HUNDREDS of extremely obese women weighing more than 140 kilograms are giving birth with serious complications in Australia - and doctors fear the trend will continue to worsen.

The Australasian Maternity Outcomes Surveillance System found 370 - or two in 1000 - pregnant women in Australia had extreme morbid obesity in 2010 - double the rate in Britain. Extreme morbid obesity was defined as a body mass index of more than 50 and/or a weight over 140 kilograms. A healthy adult should have a BMI of between 20 and 25.

While tens of thousands of obese Australians are giving birth each year, Dr Nolan McDonnell, an anaesthetist at the King Edward Memorial Hospital for Women in Perth, said the surveillance system had provided the first snapshot of how many pregnant women fell into this extreme category.

He said the research showed a much higher rate of complications, including life-threatening problems that require more intensive care during pregnancy, birth and after birth.

Those with extreme obesity were nearly 10 times more likely than those without to have high blood pressure, three times more likely to get pre-eclampsia and twice as likely to have gestational diabetes. They were also nearly four times more likely to be induced, twice as likely to require a caesarean and nearly five times more likely to end up in intensive care units after birth.

With more Australians becoming obese, Dr McDonnell said he expected numbers of extremely obese pregnant women to increase. ''The data suggests that rates of extreme obesity pregnancy are higher than the United Kingdom and they are increasing,'' he said.

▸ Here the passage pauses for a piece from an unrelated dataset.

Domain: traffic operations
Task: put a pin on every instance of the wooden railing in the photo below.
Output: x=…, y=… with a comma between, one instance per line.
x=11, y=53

''Based on this research, we encourage women who are obese to get expert assistance if they are planning a pregnancy, to lose weight beforehand, to limit weight gain during their pregnancy, and to ensure they have access to high-quality care to best manage their pregnancy.''

Dr McDonnell said extreme obesity significantly increased the risk of death for pregnant women, with British data showing about half of the 227 women who died during pregnancy or shortly after birth between 2006 and 2008 were obese. Of the 370 extremely obese pregnant women in Australia in 2010, none died before, during or after birth, but two were admitted to intensive care units after birth and five lost more than a litre of blood during birth.

Dr McDonnell said it was much harder to perform caesareans on extremely obese women. ''It's incredibly complex in some of these women to get good access to their abdomen and then they have a much higher risk of wound infections afterwards as well,'' he said.

Toilets and beds were also needing to be modified to make sure they could handle the weight of extremely obese people, he said. Dr McDonnell is presenting the data at the Australian and New Zealand College of Anaesthetists meeting in Perth today.